Since you are using a functional style training loop, I'd recommend to storing the graphdefs and using nnx.merge to reconstruct the Modules inside the loss function before calling them. Check out this examples/nnx_toy_examples/03_train_state.py that shows how to use NNX with TrainState.

Regarding the argnum situation, small correction to what @stergiosba pointed out, yes you should change the argnum to match the params position but because self is passed via a bound method it doesn't count so it should be argnums=1.

Tomato-toast · 2024-11-25T06:57:26Z

Hi @Tomato-toast, can you post some psuedo code of how you are constructing the Optimizer and gradients?

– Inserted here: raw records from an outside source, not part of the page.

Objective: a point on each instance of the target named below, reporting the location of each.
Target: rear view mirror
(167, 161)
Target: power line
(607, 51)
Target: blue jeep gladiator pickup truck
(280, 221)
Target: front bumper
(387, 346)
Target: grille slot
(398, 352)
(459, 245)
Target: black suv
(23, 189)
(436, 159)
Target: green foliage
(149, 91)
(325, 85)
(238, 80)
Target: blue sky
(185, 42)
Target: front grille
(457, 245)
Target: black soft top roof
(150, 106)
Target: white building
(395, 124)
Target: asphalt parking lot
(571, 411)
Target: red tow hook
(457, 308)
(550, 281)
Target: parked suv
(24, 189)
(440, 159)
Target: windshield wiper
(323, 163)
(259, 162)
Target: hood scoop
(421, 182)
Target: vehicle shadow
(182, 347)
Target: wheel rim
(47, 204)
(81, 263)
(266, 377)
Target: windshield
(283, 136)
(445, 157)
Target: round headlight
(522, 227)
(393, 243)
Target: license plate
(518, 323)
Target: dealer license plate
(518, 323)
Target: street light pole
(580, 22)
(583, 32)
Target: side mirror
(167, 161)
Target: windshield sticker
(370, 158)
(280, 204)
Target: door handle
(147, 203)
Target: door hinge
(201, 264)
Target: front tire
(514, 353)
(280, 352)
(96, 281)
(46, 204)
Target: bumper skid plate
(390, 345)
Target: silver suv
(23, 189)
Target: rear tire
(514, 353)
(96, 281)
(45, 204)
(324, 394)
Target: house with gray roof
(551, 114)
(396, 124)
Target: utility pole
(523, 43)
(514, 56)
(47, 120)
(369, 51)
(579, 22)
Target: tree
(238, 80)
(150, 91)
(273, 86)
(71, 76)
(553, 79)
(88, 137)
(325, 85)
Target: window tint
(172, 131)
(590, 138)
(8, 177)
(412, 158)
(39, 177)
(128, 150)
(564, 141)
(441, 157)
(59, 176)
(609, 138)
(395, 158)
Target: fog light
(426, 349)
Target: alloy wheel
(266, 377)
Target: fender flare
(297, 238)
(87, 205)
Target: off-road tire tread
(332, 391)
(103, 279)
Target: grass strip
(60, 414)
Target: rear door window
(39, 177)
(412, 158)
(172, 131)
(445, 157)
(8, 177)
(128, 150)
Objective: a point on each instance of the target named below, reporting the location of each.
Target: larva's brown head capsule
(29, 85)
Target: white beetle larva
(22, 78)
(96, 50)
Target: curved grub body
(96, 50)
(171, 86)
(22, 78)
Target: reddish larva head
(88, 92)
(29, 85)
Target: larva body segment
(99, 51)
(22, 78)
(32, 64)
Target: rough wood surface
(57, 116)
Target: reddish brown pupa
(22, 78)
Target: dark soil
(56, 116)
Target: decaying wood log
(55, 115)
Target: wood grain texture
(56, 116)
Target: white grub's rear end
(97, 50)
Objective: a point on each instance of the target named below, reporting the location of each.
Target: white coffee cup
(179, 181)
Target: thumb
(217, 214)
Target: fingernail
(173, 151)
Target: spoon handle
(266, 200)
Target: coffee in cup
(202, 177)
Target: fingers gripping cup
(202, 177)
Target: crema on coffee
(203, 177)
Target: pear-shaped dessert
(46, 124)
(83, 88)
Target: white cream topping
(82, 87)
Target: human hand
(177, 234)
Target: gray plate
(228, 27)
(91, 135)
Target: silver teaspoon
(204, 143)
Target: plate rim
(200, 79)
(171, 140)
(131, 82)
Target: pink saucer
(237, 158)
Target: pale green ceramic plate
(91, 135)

Below is a pseudo-code example of how the Optimizer and gradients are constructed and applied:

    class ConnectorTorso(nnx.Module):
        def __init__(self, in_features: int , out_features: int, rngs: nnx.Rngs):
            self.rngs = rngs
            self.linear = nnx.Linear(in_features, out_features, rngs=rngs)
        def __call__(self, x):
            x = self.linear(x)
            return x

    def make_actor_network_connector(rngs = nnx.Rngs(0)):
        class PolicyNetwork(nnx.Module):
            def __init__(self, in_features, out_features):
                self.torso = ConnectorTorso(in_features, out_features, rngs=rngs)
    
            def __call__(self, x):
                return self.torso(x)
    
        return PolicyNetwork

    def make_critic_network_connector(rngs = nnx.Rngs(0)):
        class CriticNetwork(nnx.Module):
            def __init__(self, in_features, out_features):
                self.torso = ConnectorTorso(in_features, out_features, rngs=rngs)
    
            def __call__(self, x):
                return self.torso(x)
    
        return CriticNetwork
            
    class A2CAgent:
        def __init__(self):
            self.optimizer = nnx.Optimizer(
                optax.adam(learning_rate=1e-3)
            )
        # Initialize the policy network and value network parameters.
        def init_params(self, key: chex.PRNGKey) -> ParamsState:
            _, policy_params, _= nnx.split(self.actor_critic_networks.policy_network, nnx.Param, ...)
            _, critic_params, _ = nnx.split(self.actor_critic_networks.value_network, nnx.Param, ...)
      
            params = ActorCriticParams(
                actor = policy_params,
                critic = critic_params,
            )
            params_state = ParamsState(
                params=params,
                opt_state=opt_state,
                update_count=jnp.array(0, float),
            )
            return params_state
    
        def a2c_loss(self, policy_network, params, observations, actions, returns):
            # Calculate the outputs of the policy and value networks
            policy_output = policy_network(params.actor, observations)
            critic_output = policy_network(params.critic, observations)
    
            # Policy Loss: Based on the Advantage Function
            advantages = returns - critic_output
            policy_loss = -jnp.mean(jnp.log(policy_output) * advantages)
    
            # Value Loss: Mean Squared Error (MSE)
            critic_loss = jnp.mean((critic_output - returns) ** 2)
    
            # Entropy Loss: Encouraging Policy Exploration
            entropy_loss = -jnp.mean(policy_output * jnp.log(policy_output + 1e-8))
    
            # total loss
            return policy_loss + critic_loss - 0.01 * entropy_loss  # 熵损失系数为0.01
    
    
        # Execute a training epoch and update the parameters.
        def run_epoch(self, training_state: TrainingState) -> Tuple[TrainingState, Dict]:
            grad_fn = nnx.value_and_grad(self.a2c_loss, has_aux=True)
            ((policy_output, critic_output), metrics), grad = grad_fn(actor_critic_networks.policy_network, params, training_state.acting_state)
            grad = optax.clip_by_global_norm(grad, max_norm=1.0)
            updates, opt_state = self.optimizer.update(grad, training_state)
            params = optax.apply_updates(training_state.params_state.params, updates)
            training_state = TrainingState(
                params_state=ParamsState(
                    params=params,  
                    opt_state=opt_state,           
                    update_count=training_state.params_state.update_count + 1,
                ),
                acting_state=acting_state,  
            )
            return training_state, metrics

Thanks!

I would just offer my input here and some suggestions based on my relatively short experience with NNX.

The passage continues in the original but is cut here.